Semakin Dika mendekatkan tubuhnya, semakin Syifa berusaha menjauh. Namun tidak bisa, tubuhnya sudah mentok sandaran kursi. Tak ada yang bisa dilakukannya lagi, ia pun memejamkan mata erat tak tahu apa yang akan dilakukan oleh pria itu.

Ternyata, Dika hanya ingin memakaikan sabuk pengaman padanya. Hanya karena itu Mira hampir kehilangan kesadarannya. Ia sangat takut sekali. Bagaimana jika tiba-tiba saja pria itu melakukan sesuatu yang tidak diinginkannya, sejak Mira tidak tahu harus melakukan apa. Sejak Dika mendelkatkan tubuhnya, pikiran-pikiran negat memenuhi otak gadis itu.

Setelah pria itu selesai melakukannya, Syifa membuka matanya. kali ini jantungnya bukan hanya dadanya yang berdebar lebih cepat dari biasa, namun jantungnya hampir copot karena apa yang di lakukan pria itu terhadap dirinya."Fyuuh, syukurlah gue gak kenapa-kenapa," ucap Mira merasa lega.

"Apa maksudnya kamu gak kenapa-kenapa? Emangnya kamu saya apain?" tanya Dika.

"Ehehehe … nggak kok," kata Mira cengengesam.

Dika menggeleng kepalanya pelan melihat tingkah aneh gadis itu.          

Detik kemudian Dika menyalakan mesin kendaraannya. Mobil tersebut pun melaju dengan kecepatan sedang.Menelusuri jalan ibu kota.

****

Hening. Baik Mira ataupun Dika tidak ada yang berbicara.

Setelah keluar dari area parkir restoran, keduanya sibuk dengan kegatan masing-masing. Dika yang menyetir dan Mira yang melihat pemandangan luar.

Saat acara berlangsung ponsel Dika dan Miraa di pegang oleh orang tua mereka.
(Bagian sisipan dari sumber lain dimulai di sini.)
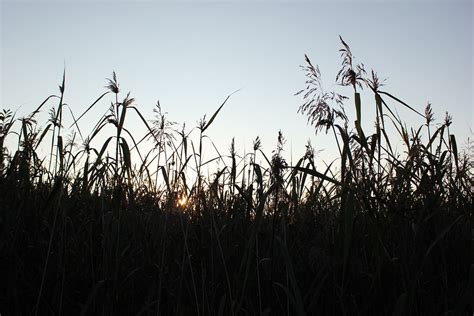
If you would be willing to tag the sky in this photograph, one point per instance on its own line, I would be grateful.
(190, 55)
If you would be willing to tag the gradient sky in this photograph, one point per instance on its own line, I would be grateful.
(191, 54)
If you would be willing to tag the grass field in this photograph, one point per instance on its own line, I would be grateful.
(112, 230)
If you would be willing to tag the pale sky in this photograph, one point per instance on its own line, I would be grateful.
(191, 54)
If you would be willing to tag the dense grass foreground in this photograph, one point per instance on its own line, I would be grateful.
(113, 230)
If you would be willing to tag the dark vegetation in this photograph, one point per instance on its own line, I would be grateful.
(112, 230)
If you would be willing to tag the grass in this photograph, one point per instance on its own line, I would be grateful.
(113, 230)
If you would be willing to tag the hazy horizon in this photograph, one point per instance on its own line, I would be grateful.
(190, 56)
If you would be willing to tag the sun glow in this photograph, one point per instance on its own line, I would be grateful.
(182, 201)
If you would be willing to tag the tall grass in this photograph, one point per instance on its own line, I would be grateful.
(114, 230)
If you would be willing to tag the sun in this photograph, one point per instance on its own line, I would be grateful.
(182, 201)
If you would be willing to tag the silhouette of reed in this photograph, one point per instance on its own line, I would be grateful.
(108, 229)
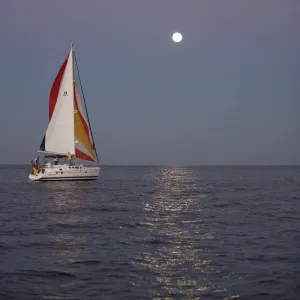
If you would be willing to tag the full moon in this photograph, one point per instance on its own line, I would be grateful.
(177, 37)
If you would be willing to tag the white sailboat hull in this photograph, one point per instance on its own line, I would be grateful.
(65, 172)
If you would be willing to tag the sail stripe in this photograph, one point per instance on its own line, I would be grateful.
(55, 88)
(82, 118)
(82, 155)
(82, 133)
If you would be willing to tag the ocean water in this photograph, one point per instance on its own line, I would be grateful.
(152, 233)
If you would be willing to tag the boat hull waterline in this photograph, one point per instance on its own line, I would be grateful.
(65, 172)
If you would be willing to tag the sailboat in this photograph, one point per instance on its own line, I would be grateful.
(68, 139)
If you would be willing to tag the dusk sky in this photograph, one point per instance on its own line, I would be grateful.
(229, 93)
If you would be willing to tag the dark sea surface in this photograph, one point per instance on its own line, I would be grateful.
(152, 233)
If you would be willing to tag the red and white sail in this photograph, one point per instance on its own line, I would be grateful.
(68, 129)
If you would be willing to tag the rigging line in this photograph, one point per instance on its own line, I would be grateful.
(94, 146)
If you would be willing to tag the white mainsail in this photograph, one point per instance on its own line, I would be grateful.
(59, 136)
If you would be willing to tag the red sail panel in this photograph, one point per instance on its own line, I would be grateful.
(55, 88)
(82, 155)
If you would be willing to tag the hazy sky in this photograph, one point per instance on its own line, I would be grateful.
(228, 94)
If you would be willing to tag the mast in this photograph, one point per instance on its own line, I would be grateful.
(73, 82)
(87, 115)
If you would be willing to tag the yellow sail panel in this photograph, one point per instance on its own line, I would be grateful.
(84, 148)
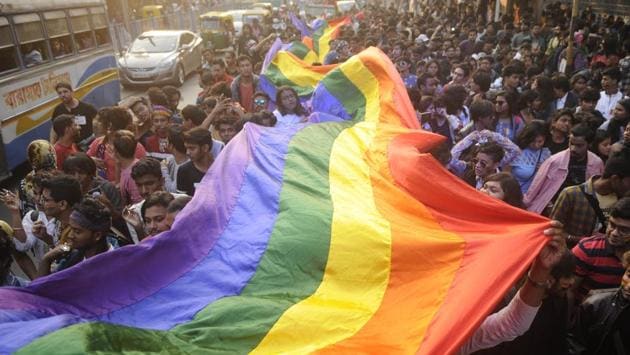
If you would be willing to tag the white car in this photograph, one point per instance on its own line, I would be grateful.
(159, 57)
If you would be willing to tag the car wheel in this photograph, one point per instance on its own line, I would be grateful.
(180, 76)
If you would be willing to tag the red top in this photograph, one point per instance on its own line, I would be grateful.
(247, 96)
(98, 150)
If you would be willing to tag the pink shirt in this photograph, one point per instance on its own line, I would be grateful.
(98, 150)
(128, 189)
(552, 174)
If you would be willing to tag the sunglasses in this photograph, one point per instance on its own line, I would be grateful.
(481, 163)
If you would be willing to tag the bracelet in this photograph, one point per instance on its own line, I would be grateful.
(534, 282)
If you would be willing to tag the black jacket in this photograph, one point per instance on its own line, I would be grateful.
(601, 324)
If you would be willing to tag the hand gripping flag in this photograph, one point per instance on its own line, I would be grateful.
(329, 237)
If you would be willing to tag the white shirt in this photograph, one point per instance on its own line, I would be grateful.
(606, 103)
(287, 120)
(507, 324)
(38, 246)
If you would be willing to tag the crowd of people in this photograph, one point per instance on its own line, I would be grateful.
(525, 120)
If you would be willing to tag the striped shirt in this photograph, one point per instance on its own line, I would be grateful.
(597, 264)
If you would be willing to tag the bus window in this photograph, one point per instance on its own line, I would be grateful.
(99, 21)
(59, 34)
(81, 28)
(7, 49)
(31, 39)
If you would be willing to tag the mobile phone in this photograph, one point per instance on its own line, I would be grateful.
(80, 120)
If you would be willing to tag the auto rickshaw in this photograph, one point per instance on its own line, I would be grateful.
(260, 14)
(263, 5)
(217, 29)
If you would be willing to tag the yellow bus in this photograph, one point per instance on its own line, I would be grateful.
(43, 42)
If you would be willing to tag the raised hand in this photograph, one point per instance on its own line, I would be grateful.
(10, 199)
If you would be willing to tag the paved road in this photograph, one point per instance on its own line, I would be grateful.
(189, 91)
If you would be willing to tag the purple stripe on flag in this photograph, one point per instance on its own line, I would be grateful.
(215, 276)
(219, 276)
(26, 327)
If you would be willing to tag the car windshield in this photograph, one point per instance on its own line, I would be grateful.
(211, 24)
(250, 18)
(154, 44)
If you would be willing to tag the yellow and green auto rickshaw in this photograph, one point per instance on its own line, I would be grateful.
(217, 29)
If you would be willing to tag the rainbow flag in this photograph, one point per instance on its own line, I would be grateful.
(287, 69)
(291, 64)
(337, 236)
(319, 42)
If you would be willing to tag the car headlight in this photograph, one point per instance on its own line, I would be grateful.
(167, 64)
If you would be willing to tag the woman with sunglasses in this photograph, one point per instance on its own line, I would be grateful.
(261, 101)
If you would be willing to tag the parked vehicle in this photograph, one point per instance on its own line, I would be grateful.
(55, 41)
(157, 57)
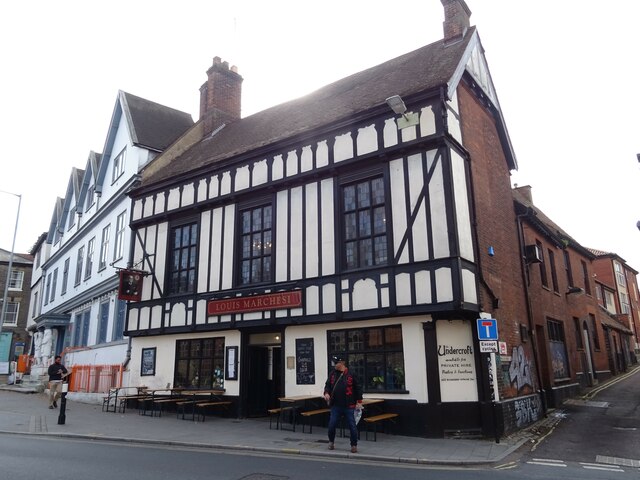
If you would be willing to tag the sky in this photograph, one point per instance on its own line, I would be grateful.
(566, 74)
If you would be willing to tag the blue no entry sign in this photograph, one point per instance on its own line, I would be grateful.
(487, 329)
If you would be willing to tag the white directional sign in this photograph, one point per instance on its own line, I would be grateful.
(488, 346)
(487, 329)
Hal itu bertujuan agar keduanya tidak sibuk menatap layar handphone ketika sedang bersama.Namun kenyatannya, keduanya malah terjebak di dalam suasana canggung. "Pak, nanti di depan belok kiri ya," kata Mira menunjukkan arah pada Dika. Pria itu langsung membelokkan kendaraan tersebut ke arah kiri seperti yang di katakan oleh gadis itu.

Setelah itu sudah. Hening kembali, jalan yang dilalui mereka hanya lurus. Ketika berada di perempatan lampu merah pun Dika memilih arah lurus. Dirinya tidak akan berbelok kecuali Mira mengarahkannya untuk berbelok.